En sus memorias, el doctor Demetrio Aranovich cuenta cómo a los pocos meses comenzaron a dispersarse por el país. Y cómo luego del triunfo de la revolución bolchevique la mayor parte de ellos volvieron a la madre patria rusa, que ahora los aguardaba con la forma de un gobierno de los trabajadores. Pero no todos. «Dymchenko fue a buscar fortuna al Paraguay, pero con mala suerte. Cuando volvía de allá por el río, sobre una balsa, murió en el viaje. Sus dos acompañantes, gente de mala calaña, dijeron que murió porque los mosquitos le chuparon toda la sangre.

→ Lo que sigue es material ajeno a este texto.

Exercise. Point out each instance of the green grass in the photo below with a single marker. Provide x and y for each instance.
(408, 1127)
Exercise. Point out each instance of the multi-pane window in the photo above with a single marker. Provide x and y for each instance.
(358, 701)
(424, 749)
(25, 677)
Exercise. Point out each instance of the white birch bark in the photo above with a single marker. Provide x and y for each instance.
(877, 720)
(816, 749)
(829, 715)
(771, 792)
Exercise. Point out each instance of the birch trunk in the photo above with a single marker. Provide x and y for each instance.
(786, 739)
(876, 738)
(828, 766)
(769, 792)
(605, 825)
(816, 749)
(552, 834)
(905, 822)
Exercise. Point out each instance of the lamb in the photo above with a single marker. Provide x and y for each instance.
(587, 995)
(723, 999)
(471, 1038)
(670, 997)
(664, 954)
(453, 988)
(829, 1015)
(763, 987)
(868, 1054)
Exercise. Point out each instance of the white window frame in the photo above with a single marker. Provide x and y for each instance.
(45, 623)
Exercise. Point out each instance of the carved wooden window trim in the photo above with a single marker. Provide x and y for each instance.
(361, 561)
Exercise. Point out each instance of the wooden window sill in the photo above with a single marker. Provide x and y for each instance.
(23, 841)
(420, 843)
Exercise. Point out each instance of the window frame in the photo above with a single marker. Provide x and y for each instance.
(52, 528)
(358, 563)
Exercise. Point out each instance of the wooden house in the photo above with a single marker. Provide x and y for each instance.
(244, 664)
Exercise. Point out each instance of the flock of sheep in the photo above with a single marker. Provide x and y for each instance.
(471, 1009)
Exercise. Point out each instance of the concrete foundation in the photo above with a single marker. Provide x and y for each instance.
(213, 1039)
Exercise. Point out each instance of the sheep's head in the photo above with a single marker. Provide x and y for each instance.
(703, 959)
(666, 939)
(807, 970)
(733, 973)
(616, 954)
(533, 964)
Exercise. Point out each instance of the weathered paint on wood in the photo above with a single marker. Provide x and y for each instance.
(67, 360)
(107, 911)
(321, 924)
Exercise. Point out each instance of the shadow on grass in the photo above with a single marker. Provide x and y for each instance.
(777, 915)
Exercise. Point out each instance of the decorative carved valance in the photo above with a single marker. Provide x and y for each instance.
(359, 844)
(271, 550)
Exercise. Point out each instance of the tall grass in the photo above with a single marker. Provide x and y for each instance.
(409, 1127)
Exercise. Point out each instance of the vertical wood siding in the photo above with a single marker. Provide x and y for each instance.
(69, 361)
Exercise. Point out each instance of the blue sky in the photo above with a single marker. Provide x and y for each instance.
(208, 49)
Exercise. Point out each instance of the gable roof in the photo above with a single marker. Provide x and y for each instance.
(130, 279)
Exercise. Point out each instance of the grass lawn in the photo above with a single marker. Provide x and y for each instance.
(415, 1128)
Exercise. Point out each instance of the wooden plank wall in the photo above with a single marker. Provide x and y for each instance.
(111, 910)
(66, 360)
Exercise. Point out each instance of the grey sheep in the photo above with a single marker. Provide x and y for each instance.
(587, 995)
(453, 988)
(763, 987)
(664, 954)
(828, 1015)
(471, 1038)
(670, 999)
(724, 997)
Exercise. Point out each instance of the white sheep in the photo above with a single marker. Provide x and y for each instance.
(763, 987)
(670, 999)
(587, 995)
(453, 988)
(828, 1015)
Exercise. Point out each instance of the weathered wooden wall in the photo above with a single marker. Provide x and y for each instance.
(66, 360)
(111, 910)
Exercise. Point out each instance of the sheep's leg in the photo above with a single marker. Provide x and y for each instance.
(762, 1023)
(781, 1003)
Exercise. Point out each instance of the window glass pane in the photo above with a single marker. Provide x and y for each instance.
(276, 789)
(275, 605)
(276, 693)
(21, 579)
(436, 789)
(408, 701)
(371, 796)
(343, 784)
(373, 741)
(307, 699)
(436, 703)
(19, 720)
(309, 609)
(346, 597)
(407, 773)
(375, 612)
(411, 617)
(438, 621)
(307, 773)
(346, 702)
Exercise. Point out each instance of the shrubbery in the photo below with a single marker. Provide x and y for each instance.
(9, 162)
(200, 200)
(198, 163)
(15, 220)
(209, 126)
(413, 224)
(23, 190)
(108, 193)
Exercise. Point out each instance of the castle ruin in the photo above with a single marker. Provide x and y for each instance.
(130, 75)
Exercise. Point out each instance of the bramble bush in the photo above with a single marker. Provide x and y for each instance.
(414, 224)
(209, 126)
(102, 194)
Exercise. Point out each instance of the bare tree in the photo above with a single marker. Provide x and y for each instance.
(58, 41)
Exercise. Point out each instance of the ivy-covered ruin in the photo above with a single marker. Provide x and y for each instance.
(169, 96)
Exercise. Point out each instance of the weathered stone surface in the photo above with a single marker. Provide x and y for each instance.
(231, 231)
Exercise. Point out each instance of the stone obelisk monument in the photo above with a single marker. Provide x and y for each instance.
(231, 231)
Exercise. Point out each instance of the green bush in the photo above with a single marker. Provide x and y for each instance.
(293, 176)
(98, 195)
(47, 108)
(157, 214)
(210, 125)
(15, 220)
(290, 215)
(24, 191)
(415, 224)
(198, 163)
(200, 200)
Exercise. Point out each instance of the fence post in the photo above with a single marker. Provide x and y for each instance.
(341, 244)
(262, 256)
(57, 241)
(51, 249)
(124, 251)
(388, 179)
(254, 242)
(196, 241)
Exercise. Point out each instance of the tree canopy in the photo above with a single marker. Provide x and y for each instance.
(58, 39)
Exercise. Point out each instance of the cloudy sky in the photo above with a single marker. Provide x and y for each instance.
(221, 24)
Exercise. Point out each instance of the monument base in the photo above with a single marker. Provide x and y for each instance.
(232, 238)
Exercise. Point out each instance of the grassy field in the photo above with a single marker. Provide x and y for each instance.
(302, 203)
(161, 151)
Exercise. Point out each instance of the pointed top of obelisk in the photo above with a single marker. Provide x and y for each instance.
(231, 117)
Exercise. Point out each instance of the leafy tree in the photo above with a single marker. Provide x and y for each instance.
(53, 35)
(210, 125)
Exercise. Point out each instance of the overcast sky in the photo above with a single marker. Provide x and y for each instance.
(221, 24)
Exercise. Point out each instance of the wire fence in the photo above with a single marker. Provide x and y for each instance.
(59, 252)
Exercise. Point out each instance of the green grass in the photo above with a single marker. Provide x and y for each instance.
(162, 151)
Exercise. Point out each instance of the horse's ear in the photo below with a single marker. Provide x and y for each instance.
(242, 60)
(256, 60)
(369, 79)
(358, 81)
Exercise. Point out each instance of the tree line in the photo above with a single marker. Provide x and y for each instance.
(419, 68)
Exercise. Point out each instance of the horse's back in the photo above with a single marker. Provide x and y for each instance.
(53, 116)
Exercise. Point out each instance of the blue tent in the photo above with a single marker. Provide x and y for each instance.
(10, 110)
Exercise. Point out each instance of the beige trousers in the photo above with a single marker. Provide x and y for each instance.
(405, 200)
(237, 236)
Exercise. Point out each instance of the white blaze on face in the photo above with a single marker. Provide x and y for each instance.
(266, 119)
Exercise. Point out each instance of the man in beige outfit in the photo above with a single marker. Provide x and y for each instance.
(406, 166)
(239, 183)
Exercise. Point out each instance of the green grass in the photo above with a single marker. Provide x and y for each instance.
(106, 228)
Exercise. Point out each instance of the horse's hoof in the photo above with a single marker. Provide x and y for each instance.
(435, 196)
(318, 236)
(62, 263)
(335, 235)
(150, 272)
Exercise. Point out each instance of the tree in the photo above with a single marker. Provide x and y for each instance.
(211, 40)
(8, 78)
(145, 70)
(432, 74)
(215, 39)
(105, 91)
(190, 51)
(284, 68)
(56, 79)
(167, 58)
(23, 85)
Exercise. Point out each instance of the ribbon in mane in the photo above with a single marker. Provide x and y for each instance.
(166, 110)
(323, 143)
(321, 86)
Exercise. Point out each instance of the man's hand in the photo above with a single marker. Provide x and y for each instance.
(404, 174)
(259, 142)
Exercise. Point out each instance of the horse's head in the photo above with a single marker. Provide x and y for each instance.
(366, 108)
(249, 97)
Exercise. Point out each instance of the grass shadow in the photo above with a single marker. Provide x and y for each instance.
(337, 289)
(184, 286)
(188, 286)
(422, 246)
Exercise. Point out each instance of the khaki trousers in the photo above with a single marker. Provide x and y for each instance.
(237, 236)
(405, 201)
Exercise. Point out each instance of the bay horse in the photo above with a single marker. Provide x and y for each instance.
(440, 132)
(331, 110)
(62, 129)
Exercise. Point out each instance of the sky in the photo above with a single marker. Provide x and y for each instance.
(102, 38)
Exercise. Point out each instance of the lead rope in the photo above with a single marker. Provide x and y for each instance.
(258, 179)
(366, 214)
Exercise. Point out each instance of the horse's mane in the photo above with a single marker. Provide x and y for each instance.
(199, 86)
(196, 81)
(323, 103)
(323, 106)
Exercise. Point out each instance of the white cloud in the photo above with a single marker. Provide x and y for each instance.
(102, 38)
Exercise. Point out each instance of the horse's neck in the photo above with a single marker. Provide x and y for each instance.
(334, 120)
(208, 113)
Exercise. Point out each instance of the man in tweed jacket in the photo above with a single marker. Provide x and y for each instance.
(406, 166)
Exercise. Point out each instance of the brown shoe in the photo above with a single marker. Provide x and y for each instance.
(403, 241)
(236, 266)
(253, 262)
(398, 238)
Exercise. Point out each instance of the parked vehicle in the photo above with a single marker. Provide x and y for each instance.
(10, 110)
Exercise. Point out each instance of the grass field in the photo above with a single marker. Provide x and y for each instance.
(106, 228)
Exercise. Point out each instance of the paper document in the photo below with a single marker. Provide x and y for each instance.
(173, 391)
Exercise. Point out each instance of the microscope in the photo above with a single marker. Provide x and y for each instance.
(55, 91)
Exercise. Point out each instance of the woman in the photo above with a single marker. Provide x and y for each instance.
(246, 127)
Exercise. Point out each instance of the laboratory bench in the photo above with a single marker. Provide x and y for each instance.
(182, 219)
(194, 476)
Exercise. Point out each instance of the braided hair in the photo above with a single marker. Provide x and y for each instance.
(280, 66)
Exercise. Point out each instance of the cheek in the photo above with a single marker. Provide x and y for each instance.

Sospecho que lo asesinaron, pues tenía un poco de dinero, según los datos que recogí después de sus compañeros. ¡Pobre hombre! Era el más simpático del grupo”. Así anotaba Aranovich.

Se dispersaron por el país, emigraron algunos a Estados Unidos, volvieron luego en masa a la que entonces sería la Unión de Repúblicas Socialistas Soviéticas. Habían vivido en la Argentina, en la pampa argentina, ellos, unos héroes del proletariado ruso, digamos, unos hombres que habían querido hacer la revolución, indignados porque los querían hacer comer carnes con gusanos, mientras navegaban en el acorazado Potemkin. Mientras tanto, queden estas líneas que dan testimonio, mediante unas memorias nunca impresas, de cómo unos rudos marineros rusos y forajidos y revolucionarios recalaron en Carlos Casares, allá por mil novecientos ocho.